Energy crop company Ceres said Friday that it plans to raise up to $20 million in new capital by selling additional shares of common stock.
In regulatory filings, the Thousand Oaks-based firm said it would like to use the proceeds from the public offering to expand its Brazilian operations, participate in collaborations and break into new markets.
“We use a combination of advanced plant breeding and biotechnology to develop seed products that we believe address the limitations of first-generation bioenergy feedstocks, such as corn and sugarcane, increase crop productivity, reduce crop inputs and improve cultivation on marginal lands,” the company said in a Jan. 24 filing with the Securities and Exchange Commission.
Ceres said it sees its greatest commercial opportunity in the Brazilian ethanol market, which currently uses sugarcane as the predominant feedstock for the fuel. The company said sugarcane can only be used in mill operation about 200 days per year. Ceres, meanwhile, has a hybrid sorghum product. “We believe that sorghum has a number of favorable attributes as a biopower feedstock and can be utilized as a supplementary source of biomass, especially during the offseason or periods of sugarcane bagasse shortages,” the company said in filings.
With the exception of 2003, 2005 and 2006, the company has not generated annual profits since its inception. In 2011, the company netted a $36.3 million loss on $6.6 million in revenue, followed by a $29.4 million loss on $5.3 million in revenue in 2012. Last year, its loss was $32.5 million on $5.2 million in revenue.

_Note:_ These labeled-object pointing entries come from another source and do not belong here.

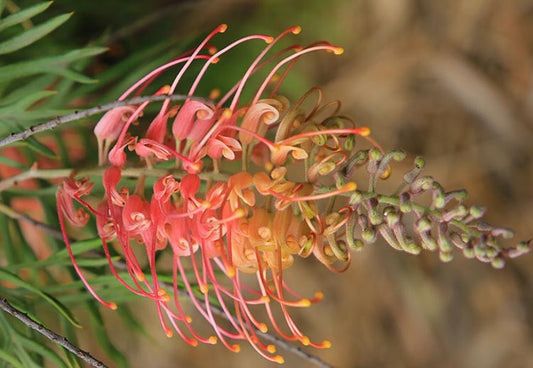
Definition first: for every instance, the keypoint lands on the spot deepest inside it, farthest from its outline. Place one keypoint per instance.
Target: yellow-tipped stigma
(214, 94)
(165, 89)
(386, 174)
(227, 113)
(364, 131)
(265, 299)
(262, 327)
(230, 271)
(140, 276)
(338, 51)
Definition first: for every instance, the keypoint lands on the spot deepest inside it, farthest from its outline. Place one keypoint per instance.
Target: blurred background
(450, 80)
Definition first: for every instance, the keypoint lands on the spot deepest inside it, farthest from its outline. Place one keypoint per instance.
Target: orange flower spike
(238, 184)
(61, 196)
(214, 59)
(261, 114)
(326, 46)
(251, 68)
(193, 120)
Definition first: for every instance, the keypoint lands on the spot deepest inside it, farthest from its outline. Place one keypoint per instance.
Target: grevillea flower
(252, 186)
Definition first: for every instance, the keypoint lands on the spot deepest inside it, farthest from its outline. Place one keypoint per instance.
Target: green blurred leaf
(42, 350)
(7, 357)
(30, 36)
(9, 162)
(50, 64)
(23, 15)
(72, 75)
(15, 280)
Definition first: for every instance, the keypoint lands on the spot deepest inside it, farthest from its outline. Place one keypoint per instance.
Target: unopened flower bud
(456, 213)
(438, 196)
(405, 202)
(421, 184)
(446, 256)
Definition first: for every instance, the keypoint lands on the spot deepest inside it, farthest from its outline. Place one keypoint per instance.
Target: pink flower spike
(110, 305)
(110, 180)
(327, 47)
(293, 30)
(213, 59)
(146, 147)
(193, 120)
(109, 127)
(220, 29)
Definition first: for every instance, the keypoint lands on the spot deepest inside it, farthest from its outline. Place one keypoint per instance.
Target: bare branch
(60, 120)
(49, 334)
(122, 266)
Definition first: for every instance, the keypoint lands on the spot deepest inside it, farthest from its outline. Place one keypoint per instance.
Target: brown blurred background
(453, 81)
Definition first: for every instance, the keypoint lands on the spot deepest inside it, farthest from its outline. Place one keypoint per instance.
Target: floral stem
(49, 334)
(295, 350)
(77, 115)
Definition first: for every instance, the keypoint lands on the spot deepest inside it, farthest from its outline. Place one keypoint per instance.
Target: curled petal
(111, 124)
(193, 120)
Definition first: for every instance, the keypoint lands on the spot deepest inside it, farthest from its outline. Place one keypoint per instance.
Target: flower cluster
(248, 187)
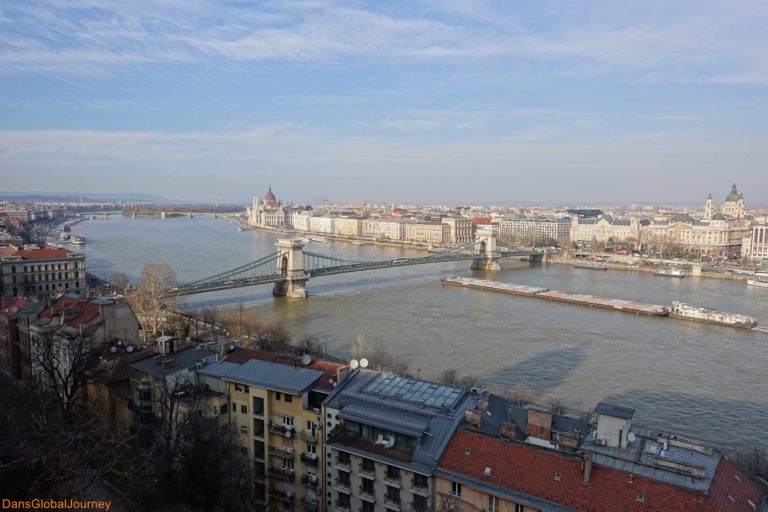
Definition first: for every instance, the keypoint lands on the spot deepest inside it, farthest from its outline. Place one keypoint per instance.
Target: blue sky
(424, 101)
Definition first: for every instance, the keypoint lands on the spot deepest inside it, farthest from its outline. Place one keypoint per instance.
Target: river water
(695, 379)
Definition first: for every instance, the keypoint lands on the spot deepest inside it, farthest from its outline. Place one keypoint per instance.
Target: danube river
(695, 379)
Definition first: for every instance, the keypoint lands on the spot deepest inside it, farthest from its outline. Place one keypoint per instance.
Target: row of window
(46, 268)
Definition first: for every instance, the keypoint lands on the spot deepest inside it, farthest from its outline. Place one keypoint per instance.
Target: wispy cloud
(719, 43)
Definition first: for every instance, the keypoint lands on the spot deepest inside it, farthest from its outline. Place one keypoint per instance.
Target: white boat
(686, 312)
(670, 273)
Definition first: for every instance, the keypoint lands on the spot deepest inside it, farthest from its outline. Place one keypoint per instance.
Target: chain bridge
(290, 267)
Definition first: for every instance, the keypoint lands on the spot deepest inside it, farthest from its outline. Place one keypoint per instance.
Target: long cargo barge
(592, 301)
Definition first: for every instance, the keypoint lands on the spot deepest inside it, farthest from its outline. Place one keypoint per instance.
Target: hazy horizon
(434, 101)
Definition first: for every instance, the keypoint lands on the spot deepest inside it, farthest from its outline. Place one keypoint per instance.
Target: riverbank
(654, 266)
(353, 240)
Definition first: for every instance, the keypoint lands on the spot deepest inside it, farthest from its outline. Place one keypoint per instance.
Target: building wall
(42, 278)
(275, 450)
(476, 500)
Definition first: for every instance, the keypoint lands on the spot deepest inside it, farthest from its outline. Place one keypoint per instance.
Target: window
(368, 466)
(258, 406)
(420, 504)
(393, 494)
(258, 449)
(393, 473)
(343, 500)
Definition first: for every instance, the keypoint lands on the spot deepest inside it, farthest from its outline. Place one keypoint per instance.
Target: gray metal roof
(409, 413)
(217, 369)
(616, 411)
(404, 423)
(181, 360)
(277, 377)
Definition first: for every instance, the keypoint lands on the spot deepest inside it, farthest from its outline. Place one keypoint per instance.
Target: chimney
(587, 467)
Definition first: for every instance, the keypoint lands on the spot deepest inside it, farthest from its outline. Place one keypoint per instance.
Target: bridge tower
(290, 263)
(485, 248)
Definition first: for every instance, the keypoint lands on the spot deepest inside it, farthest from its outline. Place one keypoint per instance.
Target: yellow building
(275, 405)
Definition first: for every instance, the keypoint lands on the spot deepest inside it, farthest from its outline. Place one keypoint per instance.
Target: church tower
(709, 208)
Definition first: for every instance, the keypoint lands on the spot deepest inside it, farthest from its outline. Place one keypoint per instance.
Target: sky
(423, 101)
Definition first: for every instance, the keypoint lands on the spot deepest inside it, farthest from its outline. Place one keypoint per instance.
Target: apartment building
(536, 230)
(754, 246)
(275, 404)
(40, 271)
(513, 459)
(384, 435)
(427, 232)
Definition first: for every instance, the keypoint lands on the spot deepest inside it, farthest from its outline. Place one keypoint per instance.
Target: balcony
(344, 437)
(309, 480)
(284, 474)
(310, 504)
(342, 507)
(392, 480)
(279, 428)
(366, 494)
(367, 472)
(345, 465)
(285, 497)
(391, 504)
(308, 437)
(343, 486)
(421, 490)
(310, 459)
(285, 453)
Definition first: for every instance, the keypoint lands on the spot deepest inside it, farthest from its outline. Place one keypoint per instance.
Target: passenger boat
(761, 280)
(673, 272)
(591, 266)
(686, 312)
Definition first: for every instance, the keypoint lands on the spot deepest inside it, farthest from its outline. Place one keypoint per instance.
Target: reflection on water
(698, 379)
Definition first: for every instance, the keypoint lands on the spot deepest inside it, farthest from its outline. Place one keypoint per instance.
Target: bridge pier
(290, 263)
(485, 248)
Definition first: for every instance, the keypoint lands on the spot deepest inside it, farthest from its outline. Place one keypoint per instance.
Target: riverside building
(40, 271)
(384, 436)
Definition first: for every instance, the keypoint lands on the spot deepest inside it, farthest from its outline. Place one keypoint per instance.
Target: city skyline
(431, 102)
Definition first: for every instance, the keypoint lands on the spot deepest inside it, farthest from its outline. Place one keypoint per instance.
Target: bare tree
(63, 366)
(150, 298)
(119, 281)
(521, 394)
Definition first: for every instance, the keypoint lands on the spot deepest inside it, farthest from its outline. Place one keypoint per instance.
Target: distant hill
(74, 197)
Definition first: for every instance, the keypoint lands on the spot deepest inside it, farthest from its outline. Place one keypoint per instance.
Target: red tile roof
(9, 309)
(531, 470)
(329, 369)
(44, 252)
(82, 310)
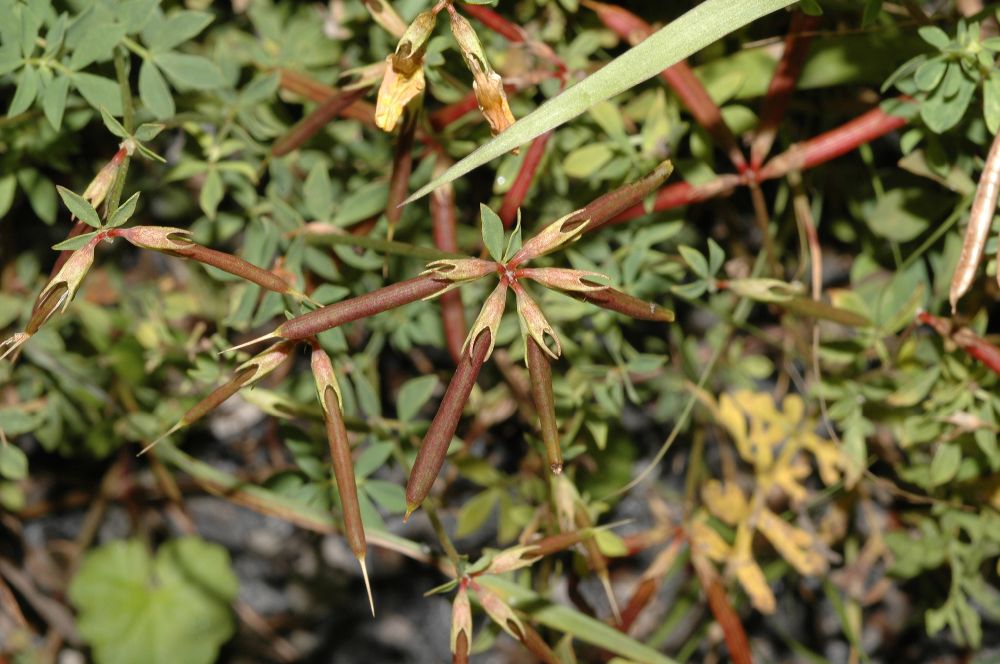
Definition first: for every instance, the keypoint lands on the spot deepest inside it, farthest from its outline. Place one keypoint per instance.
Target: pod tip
(368, 587)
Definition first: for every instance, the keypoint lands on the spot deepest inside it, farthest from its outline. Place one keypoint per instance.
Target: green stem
(134, 46)
(128, 121)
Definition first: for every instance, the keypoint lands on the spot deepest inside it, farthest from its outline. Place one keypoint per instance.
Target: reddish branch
(977, 347)
(310, 88)
(783, 82)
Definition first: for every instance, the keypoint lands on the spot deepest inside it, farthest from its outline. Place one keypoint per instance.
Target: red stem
(434, 447)
(783, 82)
(307, 127)
(977, 347)
(310, 88)
(679, 77)
(680, 194)
(515, 196)
(369, 304)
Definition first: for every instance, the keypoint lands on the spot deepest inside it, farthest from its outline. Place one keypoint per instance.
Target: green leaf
(991, 103)
(567, 620)
(475, 512)
(99, 92)
(171, 608)
(492, 232)
(929, 75)
(514, 241)
(945, 463)
(192, 71)
(27, 88)
(318, 192)
(587, 160)
(148, 131)
(112, 124)
(124, 212)
(935, 36)
(79, 206)
(177, 29)
(74, 242)
(8, 186)
(154, 92)
(413, 395)
(695, 260)
(13, 462)
(703, 25)
(54, 101)
(373, 458)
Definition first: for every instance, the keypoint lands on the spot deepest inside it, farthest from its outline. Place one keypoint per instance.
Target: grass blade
(706, 23)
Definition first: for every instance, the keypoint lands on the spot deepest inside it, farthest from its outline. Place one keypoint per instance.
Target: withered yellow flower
(404, 72)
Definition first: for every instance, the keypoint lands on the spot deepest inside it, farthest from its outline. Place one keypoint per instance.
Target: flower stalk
(984, 206)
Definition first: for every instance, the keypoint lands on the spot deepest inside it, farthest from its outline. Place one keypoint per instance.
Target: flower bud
(534, 324)
(461, 621)
(565, 279)
(324, 376)
(500, 613)
(64, 285)
(158, 238)
(552, 237)
(489, 318)
(99, 187)
(513, 558)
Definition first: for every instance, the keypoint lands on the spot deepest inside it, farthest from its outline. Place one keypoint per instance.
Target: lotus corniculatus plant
(404, 80)
(542, 345)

Most of Ceres’ revenue thus far has been from government grants and collaborations, with very little coming from seed sales. In its filing, the company said it had an accumulated deficit of $282.8 million as of Nov. 30, 2013. “We expect to incur additional losses for at least the next several years as we continue to invest in our research and development programs, develop new products and move forward with our commercialization activities,” the firm said. “The extent of our future net losses will depend, in part, on our product sales growth and revenue from collaborations and government grants, and on the level of our operating expenses.”
Aegis Capital Corp out of New York is the underwriter for the latest stock offering. The company’s shares slipped 3.4 percent to $1.43 in after-hours trading on Friday.